Education sector fails key test
Three trade unions have protested the privatisation and commercialisation of education in Kenya and called for national dialogue on the issue.
The lobbies: Kenya National Union of Teachers (Knut), Kenya Union of Post-Primary Education Teachers (Kuppet) and Universities Academic Staff Union (Uasu) yesterday launched a campaign against privatisation of education.
They said the Government should adequately fund the sector and ensure it serves public good.”All education stakeholders should be involved in national dialogue on the best way to regulate private education providers. Unions and other stakeholders should be at the centre of this dialogue,” the three said in a conference in Nairobi.
Union officials Collins Oyuu (Knut), Moses Nthurima (Kuppet) and Constantine Wasonga (Uasu) made the remarks after the release of a survey on privatisation and commercialisation of education in Kenya.

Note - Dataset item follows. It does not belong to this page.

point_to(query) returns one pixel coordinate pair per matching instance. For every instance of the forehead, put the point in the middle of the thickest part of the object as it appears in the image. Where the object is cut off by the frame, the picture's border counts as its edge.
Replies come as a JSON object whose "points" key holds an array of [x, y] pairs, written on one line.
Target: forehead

They said the education sector is in a mess, considering the inconsistent implementation of the Competency-Based Curriculum (CBC), underfunding of public school infrastructure, acute teacher shortages, stagnant capitation and an “unfortunate debate to privatise university education”.
“These undermine the right to education, entrench and exacerbate inequalities, and exploit teachers’ and education support personnel (ESP’s), labour rights and working conditions. Also, they will derail achievement of Sustainable Development Goal Four, which is just six years away,” said Oyuu on behalf of the unions.
They urged the Government to revise and increase capitation to public schools, taking note of the high inflation rate.
Similarly, they want public schools to be revamped to make them more attractive to parents, learners and workers.
“The government should build more public schools, especially in urban informal settlements. These are densely populated areas but the schools lack good infrastructure, which is a recipe for privatisation and commercialisation,” they said.
They also want vigorous recruitment of trained teachers to address glaring shortages at both primary and secondary schools.
According to the survey commissioned by Kuppet and Knut, there are various reasons for privatisation and commercialisation of education in Kenya.
These include high demand for education, which outstrips the government’s efforts, hence the need for parents to seek alternative, private education providers.
Inadequate public schools was cited as another reason for privatisation, with entrepreneurs investing in edu-businesses.
“It was reported in the survey that some crowded, informal settlements made no provision for basic education institutions as they expanded,” he said. Also, the few available public schools are overcrowded.
According to the survey, free primary education and the 100 per cent transition to secondary school policy have led to high learner enrolments against inadequate funding, leading to large classes and overcrowding.